I felt appreciated. Coaches, lifeguards, and even women I met in the locker room praised my persistence and slow, steady progress. One of the advantages of age is that you can learn something new without fear of failure. At my age, I knew I would never become a great swimmer. Olympics were not on the agenda. Triathalons were out of the question. All I wanted was to swim well enough to save myself from drowning and I appreciated myself for making the effort to do that.

I kept a commitment. Swim class started at 8 am. In the winter, I woke in the dark and trudged through snow squalls to reach the overheated locker room, then the fluorescent-lit pool room where I eased my reluctant body into the water, cold at first, but soon comfortable. On summer days, I left balmy breezes and sunshine behind for the soggy, claustrophobic atmosphere of the pool house. I showed up, paid attention, and followed instructions.

Swimming is a meditative practice. When I swim, my mind focuses on stretching, slowly moving my body through water, counting strokes, taking smooth and steady deep breaths timed to the motion of my arms and legs. I swim with my eyes wide open. I am in the present, thinking of nothing else.

Swimming is great exercise. I am exhausted after an hour of doing laps and fully self-righteous before I doze off for a post-swim nap. When I awake, I am revitalized and carry a sense of accomplishment throughout the day.
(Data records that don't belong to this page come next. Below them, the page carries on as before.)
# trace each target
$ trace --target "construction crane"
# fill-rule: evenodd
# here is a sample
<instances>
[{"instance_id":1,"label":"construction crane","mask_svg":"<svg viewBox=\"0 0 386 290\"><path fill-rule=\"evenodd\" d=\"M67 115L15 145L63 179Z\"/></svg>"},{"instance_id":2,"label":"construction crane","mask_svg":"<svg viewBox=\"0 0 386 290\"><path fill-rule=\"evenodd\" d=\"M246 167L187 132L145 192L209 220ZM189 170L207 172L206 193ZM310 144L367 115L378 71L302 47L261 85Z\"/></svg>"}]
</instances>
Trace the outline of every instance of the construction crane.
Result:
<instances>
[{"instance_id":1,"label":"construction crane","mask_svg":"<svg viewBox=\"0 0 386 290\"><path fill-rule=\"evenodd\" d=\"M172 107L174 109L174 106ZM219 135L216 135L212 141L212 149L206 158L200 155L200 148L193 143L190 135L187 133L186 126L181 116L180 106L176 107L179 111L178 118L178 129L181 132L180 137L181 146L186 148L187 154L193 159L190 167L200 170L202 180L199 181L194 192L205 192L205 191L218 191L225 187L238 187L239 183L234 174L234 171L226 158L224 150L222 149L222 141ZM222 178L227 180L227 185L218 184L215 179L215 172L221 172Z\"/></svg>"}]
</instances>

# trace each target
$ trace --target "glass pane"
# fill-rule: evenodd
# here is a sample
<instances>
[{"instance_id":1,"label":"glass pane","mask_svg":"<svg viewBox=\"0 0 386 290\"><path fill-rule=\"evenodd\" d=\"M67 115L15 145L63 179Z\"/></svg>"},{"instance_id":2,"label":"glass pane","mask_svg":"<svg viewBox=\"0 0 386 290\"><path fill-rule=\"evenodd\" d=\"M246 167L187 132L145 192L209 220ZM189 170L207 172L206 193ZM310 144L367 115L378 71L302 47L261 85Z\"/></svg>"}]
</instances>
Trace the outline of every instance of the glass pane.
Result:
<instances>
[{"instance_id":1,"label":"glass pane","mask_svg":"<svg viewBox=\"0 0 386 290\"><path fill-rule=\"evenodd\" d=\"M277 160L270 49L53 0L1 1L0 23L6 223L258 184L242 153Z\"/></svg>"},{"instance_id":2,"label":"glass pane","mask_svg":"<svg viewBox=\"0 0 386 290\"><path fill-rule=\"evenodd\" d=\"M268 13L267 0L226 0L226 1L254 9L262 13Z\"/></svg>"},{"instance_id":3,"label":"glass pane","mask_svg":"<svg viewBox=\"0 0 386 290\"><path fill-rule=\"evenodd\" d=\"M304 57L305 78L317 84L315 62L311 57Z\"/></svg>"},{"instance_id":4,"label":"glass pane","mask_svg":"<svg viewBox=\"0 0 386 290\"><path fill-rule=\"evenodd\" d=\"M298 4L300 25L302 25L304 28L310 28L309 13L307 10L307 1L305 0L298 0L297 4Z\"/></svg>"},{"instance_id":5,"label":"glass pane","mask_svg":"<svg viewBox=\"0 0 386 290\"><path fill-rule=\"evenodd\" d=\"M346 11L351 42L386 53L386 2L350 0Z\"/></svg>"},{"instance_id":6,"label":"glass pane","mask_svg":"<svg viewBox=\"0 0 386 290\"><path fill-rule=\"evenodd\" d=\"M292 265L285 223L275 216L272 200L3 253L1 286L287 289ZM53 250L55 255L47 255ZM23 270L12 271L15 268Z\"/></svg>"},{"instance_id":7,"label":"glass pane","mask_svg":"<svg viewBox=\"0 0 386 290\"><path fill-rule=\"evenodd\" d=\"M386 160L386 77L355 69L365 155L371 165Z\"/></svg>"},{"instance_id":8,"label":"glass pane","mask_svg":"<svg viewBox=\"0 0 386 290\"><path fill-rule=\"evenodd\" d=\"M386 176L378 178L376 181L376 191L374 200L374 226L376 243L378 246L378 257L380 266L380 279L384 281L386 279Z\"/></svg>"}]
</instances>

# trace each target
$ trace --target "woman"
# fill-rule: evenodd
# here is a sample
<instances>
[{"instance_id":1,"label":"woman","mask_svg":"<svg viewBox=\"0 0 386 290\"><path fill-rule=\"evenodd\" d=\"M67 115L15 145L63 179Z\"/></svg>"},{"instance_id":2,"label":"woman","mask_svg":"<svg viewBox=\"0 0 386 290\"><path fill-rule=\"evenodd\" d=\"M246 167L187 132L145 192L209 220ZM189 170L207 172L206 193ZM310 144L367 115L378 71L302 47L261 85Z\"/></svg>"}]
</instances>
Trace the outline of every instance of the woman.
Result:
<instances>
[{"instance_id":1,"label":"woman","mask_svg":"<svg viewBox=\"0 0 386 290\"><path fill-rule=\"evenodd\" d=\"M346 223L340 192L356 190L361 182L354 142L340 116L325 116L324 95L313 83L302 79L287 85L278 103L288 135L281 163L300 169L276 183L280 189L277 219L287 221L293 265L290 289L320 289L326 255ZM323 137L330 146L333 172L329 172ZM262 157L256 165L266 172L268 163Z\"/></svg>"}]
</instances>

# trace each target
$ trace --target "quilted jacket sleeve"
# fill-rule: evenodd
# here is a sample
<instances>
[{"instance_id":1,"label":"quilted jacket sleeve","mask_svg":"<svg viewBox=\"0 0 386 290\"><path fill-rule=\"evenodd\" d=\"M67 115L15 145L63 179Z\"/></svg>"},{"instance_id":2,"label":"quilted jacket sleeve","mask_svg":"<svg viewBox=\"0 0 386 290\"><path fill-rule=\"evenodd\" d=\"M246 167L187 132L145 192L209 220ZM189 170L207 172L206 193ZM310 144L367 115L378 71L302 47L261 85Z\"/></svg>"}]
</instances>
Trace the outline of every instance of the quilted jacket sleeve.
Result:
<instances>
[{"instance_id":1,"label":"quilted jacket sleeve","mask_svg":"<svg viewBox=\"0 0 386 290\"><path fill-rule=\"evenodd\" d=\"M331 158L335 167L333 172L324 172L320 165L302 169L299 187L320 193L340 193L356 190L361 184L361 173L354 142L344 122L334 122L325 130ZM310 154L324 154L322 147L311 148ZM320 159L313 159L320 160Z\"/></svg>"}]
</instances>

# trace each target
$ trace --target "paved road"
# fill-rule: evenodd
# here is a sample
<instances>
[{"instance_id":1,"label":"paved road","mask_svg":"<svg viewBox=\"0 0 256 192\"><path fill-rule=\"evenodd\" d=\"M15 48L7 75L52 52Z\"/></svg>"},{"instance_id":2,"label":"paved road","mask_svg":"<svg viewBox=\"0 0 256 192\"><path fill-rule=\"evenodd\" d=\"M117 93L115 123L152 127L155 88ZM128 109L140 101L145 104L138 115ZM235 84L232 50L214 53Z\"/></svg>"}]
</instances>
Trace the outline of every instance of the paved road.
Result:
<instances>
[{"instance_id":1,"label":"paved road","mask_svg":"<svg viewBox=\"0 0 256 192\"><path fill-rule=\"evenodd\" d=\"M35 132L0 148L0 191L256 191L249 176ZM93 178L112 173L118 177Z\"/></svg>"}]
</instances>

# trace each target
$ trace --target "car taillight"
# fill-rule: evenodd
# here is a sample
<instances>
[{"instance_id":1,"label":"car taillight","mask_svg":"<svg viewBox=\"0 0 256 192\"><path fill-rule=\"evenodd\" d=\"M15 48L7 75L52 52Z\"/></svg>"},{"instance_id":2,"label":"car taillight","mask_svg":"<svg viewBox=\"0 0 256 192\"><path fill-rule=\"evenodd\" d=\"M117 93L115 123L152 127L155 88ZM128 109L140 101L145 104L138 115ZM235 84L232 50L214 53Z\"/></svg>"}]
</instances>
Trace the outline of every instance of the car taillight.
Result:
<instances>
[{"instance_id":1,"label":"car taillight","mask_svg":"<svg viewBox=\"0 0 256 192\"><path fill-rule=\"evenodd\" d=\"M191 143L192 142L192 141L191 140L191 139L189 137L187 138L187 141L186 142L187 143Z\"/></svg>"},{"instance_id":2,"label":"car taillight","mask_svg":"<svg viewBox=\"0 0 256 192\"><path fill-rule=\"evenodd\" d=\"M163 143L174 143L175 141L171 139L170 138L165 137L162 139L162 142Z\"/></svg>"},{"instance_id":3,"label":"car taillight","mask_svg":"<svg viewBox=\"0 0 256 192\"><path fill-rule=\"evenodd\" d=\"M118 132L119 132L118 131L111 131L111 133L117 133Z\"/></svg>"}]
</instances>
Disappointingly, I haven’t lost weight (swimming makes me hungry), but I am nonetheless fitter and stronger.

Learning something new, especially a demanding sport with a complicated set of skills, is an accomplishment at any point in life, and, according to researchers, there are particular benefits to taking up a discipline like swimming at an advanced age. One recent study at the University of Texas proved that older people who learned and practiced a complicated skill also improved their memories. Other research suggests that the intense and prolonged physical exertion of an hour spent swimming may prevent cancer by slowing the decline of the telomeres, tiny caps on the end of DNA strands that tend to shorten and fray with age.

Possibly the best part of learning to swim at 65 has been getting to know myself better. I am patient and persistent. My left arm is stronger than my right arm, resulting in a tendency to drift into the next lane when I do the backstroke. I am interested in other people (some might even say nosey). It was always my curiosity — as much as my desire to postpone the next lap — that motivated me to quiz Matt and Christian on their life stories. Finally, I am realistic. At this point in my life, I am unlikely to become a master swimmer, but, one day, I may make it out to the raft.